I love hearing about others’ reactions to Norway, a place I once knew intimately from being born and bred there. Until I could take it no more and fled. And this post (as well as some of the preceding posts on the blog) describes so well why I no longer live there. I have a sort of love-dislike (can’t say hate — no, hate is wrong) relationship with my country of birth but can’t adequately explain either without becoming boringly long-winded and detailed. So I shall leave the topic for now.
Thomas and I are very much in the process of combining two households into one. Because we have had two rather large flats for the past three years, one each, this is proving a challenge. I have managed to chuck out a lot of stuff, especially clothes, but am suffering anxiety attacks at the thought of getting rid of shoes and any of my Danish belongings. Don’t ask. It’s an early childhood thing. Thomas is having palpitations over trying to change his very male flat into a more female, less garage like, environment. Simultaneously, we are attempting to change the tip of a boys’ room into a bedroom that happens to also be the room of a teenage boy. I am not sure this task is not beyond what is humanly possible.

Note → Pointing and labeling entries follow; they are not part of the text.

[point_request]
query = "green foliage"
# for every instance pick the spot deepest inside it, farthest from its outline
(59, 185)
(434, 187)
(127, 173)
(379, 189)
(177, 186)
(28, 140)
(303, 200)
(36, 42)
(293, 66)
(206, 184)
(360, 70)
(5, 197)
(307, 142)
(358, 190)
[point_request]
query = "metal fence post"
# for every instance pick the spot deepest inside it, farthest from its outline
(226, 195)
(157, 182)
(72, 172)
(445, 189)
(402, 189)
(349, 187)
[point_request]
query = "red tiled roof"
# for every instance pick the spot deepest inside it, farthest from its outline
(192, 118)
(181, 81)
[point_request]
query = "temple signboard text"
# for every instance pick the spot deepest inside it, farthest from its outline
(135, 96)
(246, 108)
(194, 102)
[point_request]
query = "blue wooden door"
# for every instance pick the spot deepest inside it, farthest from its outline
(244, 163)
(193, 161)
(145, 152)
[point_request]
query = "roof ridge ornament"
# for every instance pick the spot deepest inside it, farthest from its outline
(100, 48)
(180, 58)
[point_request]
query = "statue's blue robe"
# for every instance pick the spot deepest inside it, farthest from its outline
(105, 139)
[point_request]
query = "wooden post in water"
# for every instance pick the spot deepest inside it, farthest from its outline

Weather wise — we’re having the kind of winter that suits me to a T. NO SNOW. However, I could live without the rain. Thank you. In the meantime I read about Norwegians relishing the huge amounts of snow they have in areas while chastising long-distance lorry drivers for arriving at the border without proper tires for the conditions. Who can blame them — they live in hope, good people! Like me. I rarely have the right tires either.
Speaking of tires, it is time to take the dogs out before they drive me nuts.

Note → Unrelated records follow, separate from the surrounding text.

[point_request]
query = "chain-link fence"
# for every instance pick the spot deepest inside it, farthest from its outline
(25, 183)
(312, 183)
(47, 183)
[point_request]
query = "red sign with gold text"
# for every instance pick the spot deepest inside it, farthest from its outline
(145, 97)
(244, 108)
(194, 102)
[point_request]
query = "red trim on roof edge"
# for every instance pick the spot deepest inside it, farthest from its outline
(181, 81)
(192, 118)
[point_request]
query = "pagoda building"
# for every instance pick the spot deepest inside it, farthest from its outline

Speaking of nuts: I think Orion is slightly nuts. He’s gone from being this difficult, skinny dog who would eat sometimes and sometimes not, then have diarrhoea for three days then eat again and then… Then he had this bloat thing in September last year, and since then he has started eating like a horse. Huge amounts almost continously. He is still very slim as he is so active and because of his breed — unable to gain fat — but he is far more solid and healthy than back then and I am no longer afraid that he might be blown away in a light breeze. And we don’t get ugly looks from bypassers who think we mistreat him. Instead the bouncy, healthy dog is admired and people refuse to believe he is nearly 12 years old. He also rarely has runny poop any more, which is a great relief to all. For a while the gas attacks he regularly subjected us to also abated, though last night they were back with a vengeance keeping me awake most of the night and yes, that is entirely my own fault as I could have made him sleep in the living room instead of next to the bed but he is so cute! when he looks up at me with that sleepy, deer-like face and how can a person with a heart chase such a cute dog out of the bedroom? Which reminds me that I should really air out the bedroom.

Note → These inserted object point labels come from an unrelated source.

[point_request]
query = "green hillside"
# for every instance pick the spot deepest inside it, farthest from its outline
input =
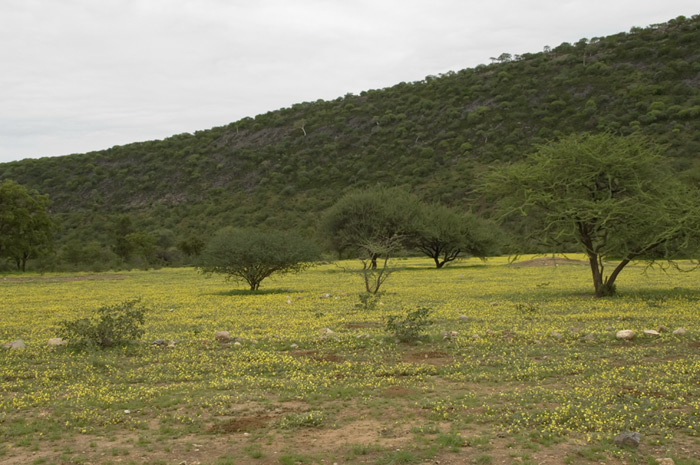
(436, 136)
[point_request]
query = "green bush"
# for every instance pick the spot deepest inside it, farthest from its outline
(410, 327)
(110, 325)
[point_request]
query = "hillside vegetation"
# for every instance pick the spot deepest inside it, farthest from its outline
(435, 137)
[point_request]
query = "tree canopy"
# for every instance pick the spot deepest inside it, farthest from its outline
(26, 230)
(251, 255)
(615, 197)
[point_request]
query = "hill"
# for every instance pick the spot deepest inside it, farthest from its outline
(435, 136)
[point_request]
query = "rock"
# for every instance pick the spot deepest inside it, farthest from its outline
(56, 342)
(626, 334)
(18, 344)
(628, 439)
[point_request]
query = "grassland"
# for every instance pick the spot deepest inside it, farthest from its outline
(533, 375)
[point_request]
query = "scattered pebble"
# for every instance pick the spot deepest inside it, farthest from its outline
(222, 336)
(626, 334)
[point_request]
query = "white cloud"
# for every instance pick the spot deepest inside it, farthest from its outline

Now, where was I? Yes, Norway. Among the headlines in Aftenposten online today are that two have died in a helicopter accident. And that people should try to avoid driving over the mountains for snow-reasons. Want to know what the helicopter was out doing? Collecting reindeer. What did the Sami do before they had helicopters?
Sorry. Have waffled enough. I think it’s time to watch something brainless on TV to find out if there is a world outside Norway (and Austria) where the news are free of the word “snow”. Perhaps there will be a tsunami or two instead somewhere.